Does Gold Hedge Economic Downturns?
Some investors may view gold as a risk-management asset. It's not clear that gold provides additional protection against adverse economic developments.
Some investors may view gold as a risk-management asset. While returns for gold have been too volatile for it to serve as an effective safe haven or inflation hedge, some may see it as an asset to weather an economic downturn. But there’s not much evidence gold can fulfill this purpose.

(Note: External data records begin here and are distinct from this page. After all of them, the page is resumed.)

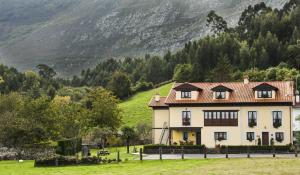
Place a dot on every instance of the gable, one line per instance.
(266, 87)
(221, 88)
(187, 87)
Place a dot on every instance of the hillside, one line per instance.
(71, 35)
(136, 108)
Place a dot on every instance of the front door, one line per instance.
(265, 138)
(198, 138)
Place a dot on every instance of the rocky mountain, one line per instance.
(74, 34)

Plotting quarterly gold spot price returns against changes in the US gross domestic product reveals little relation between the two. Whether gold was up or down doesn’t appear connected to what was happening in the economy. Gold did gain in value during 17 of the 28 quarters with negative GDP growth, but so did US government bonds.1 So, an investor with high-quality fixed income in their portfolio likely already has a measure of protection against economic contractions.

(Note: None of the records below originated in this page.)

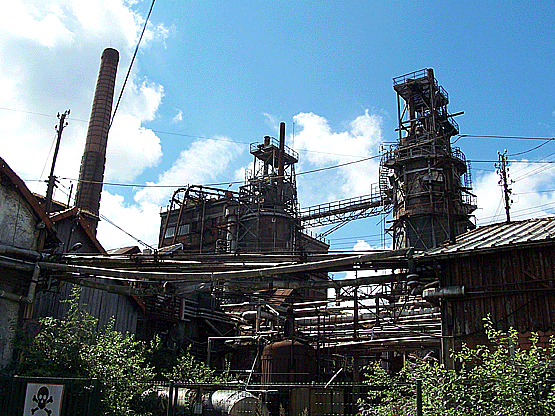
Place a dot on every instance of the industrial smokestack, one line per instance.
(91, 174)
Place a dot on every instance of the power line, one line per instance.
(131, 64)
(486, 136)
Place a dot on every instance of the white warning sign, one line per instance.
(43, 399)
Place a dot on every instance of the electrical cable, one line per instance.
(103, 217)
(131, 65)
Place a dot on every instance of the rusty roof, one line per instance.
(25, 193)
(499, 236)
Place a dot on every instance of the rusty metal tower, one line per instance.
(269, 208)
(427, 179)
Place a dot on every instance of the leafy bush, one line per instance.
(72, 347)
(500, 379)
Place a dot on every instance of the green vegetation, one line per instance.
(496, 380)
(72, 347)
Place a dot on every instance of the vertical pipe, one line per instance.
(91, 174)
(419, 398)
(281, 162)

Markets tend to reflect expectations for the macroeconomy in advance. It’s not clear that adding a slug of gold to one’s portfolio provides additional protection against adverse economic developments.
Exhibit 1
Quarterly Gold Return vs. Real GDP Growth
January 1, 1970–March 31, 2025

This article originally appeared in Above the Fray, a weekly newsletter for Dimensional clients. It was not created, written, or produced by TwoTen Planning.
Footnotes
- Based on the Bloomberg US Government Bond Index. Past performance is not a guarantee of future results. Indices are not available for direct investment; therefore, their performance does not reflect the expenses associated with the management of an actual portfolio. Bloomberg data provided by Bloomberg.